Five US-based D4 producers agree to EPA testing enforcement

04 April 2014 17:44 Source:ICIS News

WASHINGTON (ICIS)--Five US-based chemicals producers have agreed to a testing programme for a solvent with multiple applications in order to determine its potential environmental effects, the Environmental Protection Agency (EPA) said on Friday.

The agency said that Dow Corning Corporation, Evonik Corporation, Momentive Performance Materials USA Inc, Shin-Etsu Silicones of America, Inc, and Wacker Chemical Corporation have agreed to design and undertake a testing programme that is expected to take just over two years.

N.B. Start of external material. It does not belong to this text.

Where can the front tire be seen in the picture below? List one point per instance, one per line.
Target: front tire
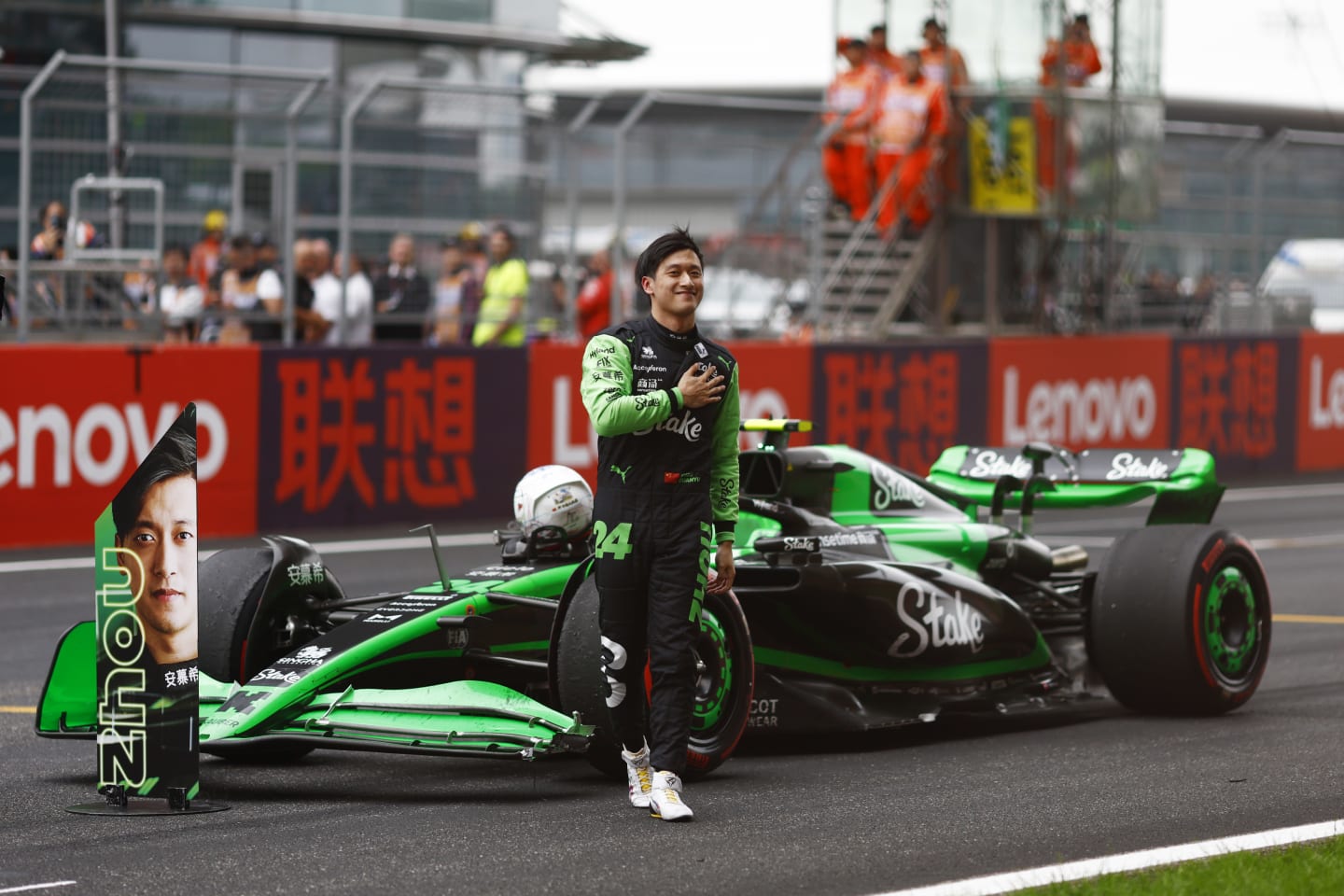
(1181, 621)
(724, 679)
(249, 617)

The five companies have agreed to an enforceable consent agreement (ECA), the EPA said, to conduct a detailed environmental analysis of octamethylcyclotetrasiloxane, also known as D4.

Under the deal, the producers must submit a draft research and study plan, which will be subject to EPA approval.

The companies will then conduct the environmental testing – which will be focused on the level of D4 at wastewater treatment plant discharge sites  and then submit a final report to the agency.

EPA said that D4 is used as an intermediate for silicone copolymers and other chemicals, in industrial processing applications as a solvent, a finishing agent, and as an adhesive and sealant.

D4 also is used in consumer and commercial products such as paints and coatings, plastic and rubber products and in polishes, sanitation, soaps, detergents and adhesives.

In announcing the agreement, EPA said that is concerned that D4 persists in sediment and bioaccumulates in aquatic species, and that early research shows D4 to be toxic to aquatic and sediment-dwelling species.

The agency said that the testing being undertaken by the five producers “will help develop a better understanding of the potential effects of this chemical in the environment”.  

D4 was the subject of earlier industry testing in 2000 as part of research on several high-production volume (HPV) chemicals.

ECAs are authorised under the Toxic Substances Control Act (TSCA).